To: New York Times Editor

Dear New York Times Editor:

The Op-ed article regarding Turkey in NYTimes’ today’s (June 6) edition finds the staunchly secular and democratic Turkish President’s veto on proposed amendment to the higher education statute undemocratic, and praises the Islamist Prime Minister’s initiative to promote religious education in the country.

Following the Turkish media reports we found that not only the Turkish President but also a good portion of the public, educators, and professional organizations were openly against the amendment. In the true American understanding this is democracy at its best. Furthermore, are not we all taught that democracy flourishes where there is secularism? Are the standards and principles of democracy of your editorial team different?

The editorial also states that the majority of Turks do not believe in the separation of mosque and state. They better believe in it, because ignorance of law does not absolve them. The Turkish Constitution, unlike a great majority of constitutions in the world, except those of France and partially India, provides that the Republic is “laic”. We need to know the distinction between laicism and secularism. The fact that secularism, i.e. dualism, brought about freedom and democracy in the Christian society does not necessarily mean that it would also do the same in an Islamic setting.

If we encourage religious education and western style secularism in Turkey, Turkey may eventually become an international liability, like the rest of the Middle East. We should not put all our bets on T. Erdogan. No politician stays the course for long.
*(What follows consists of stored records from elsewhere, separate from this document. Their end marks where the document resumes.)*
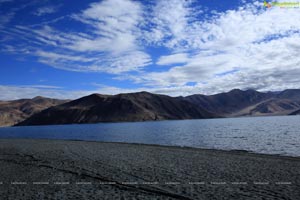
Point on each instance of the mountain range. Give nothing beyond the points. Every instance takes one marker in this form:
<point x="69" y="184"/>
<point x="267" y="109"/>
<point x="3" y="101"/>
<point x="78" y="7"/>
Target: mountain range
<point x="145" y="106"/>
<point x="13" y="112"/>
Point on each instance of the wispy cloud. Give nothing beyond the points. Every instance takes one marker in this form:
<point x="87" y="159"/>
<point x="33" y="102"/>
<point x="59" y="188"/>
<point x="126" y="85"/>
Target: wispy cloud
<point x="46" y="10"/>
<point x="244" y="47"/>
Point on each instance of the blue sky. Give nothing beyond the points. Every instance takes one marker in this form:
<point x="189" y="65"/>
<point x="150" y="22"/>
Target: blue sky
<point x="64" y="49"/>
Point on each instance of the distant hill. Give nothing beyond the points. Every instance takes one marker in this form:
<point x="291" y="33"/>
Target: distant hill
<point x="145" y="106"/>
<point x="141" y="106"/>
<point x="297" y="112"/>
<point x="237" y="103"/>
<point x="13" y="112"/>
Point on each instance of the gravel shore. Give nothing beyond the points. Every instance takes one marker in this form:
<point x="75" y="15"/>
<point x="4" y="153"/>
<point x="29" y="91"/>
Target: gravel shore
<point x="59" y="169"/>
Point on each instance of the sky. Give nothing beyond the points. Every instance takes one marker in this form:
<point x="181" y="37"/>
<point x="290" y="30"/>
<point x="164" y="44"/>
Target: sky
<point x="69" y="49"/>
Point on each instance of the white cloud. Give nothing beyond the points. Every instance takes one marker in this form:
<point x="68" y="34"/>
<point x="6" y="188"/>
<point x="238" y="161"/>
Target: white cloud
<point x="173" y="59"/>
<point x="234" y="49"/>
<point x="245" y="47"/>
<point x="46" y="10"/>
<point x="109" y="46"/>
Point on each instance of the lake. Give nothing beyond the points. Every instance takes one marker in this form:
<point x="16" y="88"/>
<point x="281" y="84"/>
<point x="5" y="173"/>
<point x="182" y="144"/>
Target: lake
<point x="271" y="135"/>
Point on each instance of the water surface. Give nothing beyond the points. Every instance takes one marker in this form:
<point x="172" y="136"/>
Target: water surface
<point x="271" y="135"/>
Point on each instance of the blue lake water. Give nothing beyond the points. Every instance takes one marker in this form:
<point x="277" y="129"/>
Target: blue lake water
<point x="271" y="135"/>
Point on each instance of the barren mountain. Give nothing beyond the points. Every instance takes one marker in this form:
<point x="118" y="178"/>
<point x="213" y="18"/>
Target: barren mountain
<point x="249" y="103"/>
<point x="142" y="106"/>
<point x="12" y="112"/>
<point x="297" y="112"/>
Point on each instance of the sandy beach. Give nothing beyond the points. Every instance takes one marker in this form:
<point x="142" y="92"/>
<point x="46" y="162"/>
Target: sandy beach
<point x="58" y="169"/>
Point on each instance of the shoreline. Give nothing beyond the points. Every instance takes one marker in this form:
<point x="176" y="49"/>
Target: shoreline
<point x="142" y="171"/>
<point x="230" y="151"/>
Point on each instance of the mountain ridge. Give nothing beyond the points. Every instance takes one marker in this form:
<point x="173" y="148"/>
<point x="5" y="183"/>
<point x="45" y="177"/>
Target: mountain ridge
<point x="145" y="106"/>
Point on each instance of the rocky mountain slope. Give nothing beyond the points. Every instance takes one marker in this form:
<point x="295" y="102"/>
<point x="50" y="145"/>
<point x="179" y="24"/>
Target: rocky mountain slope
<point x="141" y="106"/>
<point x="12" y="112"/>
<point x="249" y="103"/>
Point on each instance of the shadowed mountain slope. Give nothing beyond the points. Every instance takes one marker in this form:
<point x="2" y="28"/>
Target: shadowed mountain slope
<point x="12" y="112"/>
<point x="249" y="103"/>
<point x="142" y="106"/>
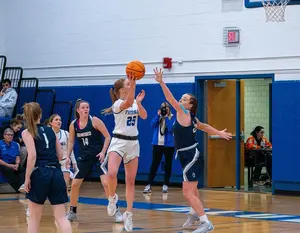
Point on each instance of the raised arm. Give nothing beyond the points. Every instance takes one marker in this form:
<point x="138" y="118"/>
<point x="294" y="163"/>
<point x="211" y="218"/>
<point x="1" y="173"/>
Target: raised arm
<point x="168" y="94"/>
<point x="142" y="111"/>
<point x="211" y="130"/>
<point x="130" y="97"/>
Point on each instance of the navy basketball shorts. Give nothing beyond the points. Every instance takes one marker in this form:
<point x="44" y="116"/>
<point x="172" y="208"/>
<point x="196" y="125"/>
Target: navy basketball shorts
<point x="192" y="164"/>
<point x="85" y="166"/>
<point x="48" y="183"/>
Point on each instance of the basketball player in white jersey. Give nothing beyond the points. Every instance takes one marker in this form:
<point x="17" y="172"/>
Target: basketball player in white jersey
<point x="124" y="144"/>
<point x="63" y="137"/>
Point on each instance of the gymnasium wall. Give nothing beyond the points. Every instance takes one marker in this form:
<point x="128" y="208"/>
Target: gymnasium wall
<point x="95" y="39"/>
<point x="87" y="44"/>
<point x="256" y="101"/>
<point x="99" y="99"/>
<point x="2" y="27"/>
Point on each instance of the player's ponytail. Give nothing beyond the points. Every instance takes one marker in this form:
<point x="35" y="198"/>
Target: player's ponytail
<point x="32" y="113"/>
<point x="114" y="95"/>
<point x="77" y="105"/>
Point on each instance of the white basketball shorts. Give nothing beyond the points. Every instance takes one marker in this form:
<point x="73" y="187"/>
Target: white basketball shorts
<point x="127" y="149"/>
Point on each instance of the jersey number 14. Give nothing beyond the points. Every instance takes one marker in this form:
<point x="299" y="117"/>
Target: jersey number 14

By supporting the Western style secularism and by showcasing Turkey as a model of modern Islamic country, the West is encouraging the influence of religion in politics without knowing its possible consequences in an Islamic society. Facing militant Islam’s terrorism are we out to promote modernity or religiosity in the world? We must have learned our lesson from the Green Crescent Project of 1970s designed to curb the spread of communism in the countries flanking the southern border of Russia. We need to wake up to the reality that the wars we are waging today are the consequences of that infamous misconceived project. Having assumed the responsibility of leadership in the world, we have to tread the waters very responsibly, thus with the knowledge of the idiosyncrasies of the people of the regions concerned. It does disservice to the US interests and foreign countries concerned to express unwise and misguided opinions in prestigious quarters like the NYTimes, without a profound knowledge of politics and culture of the countries concerned.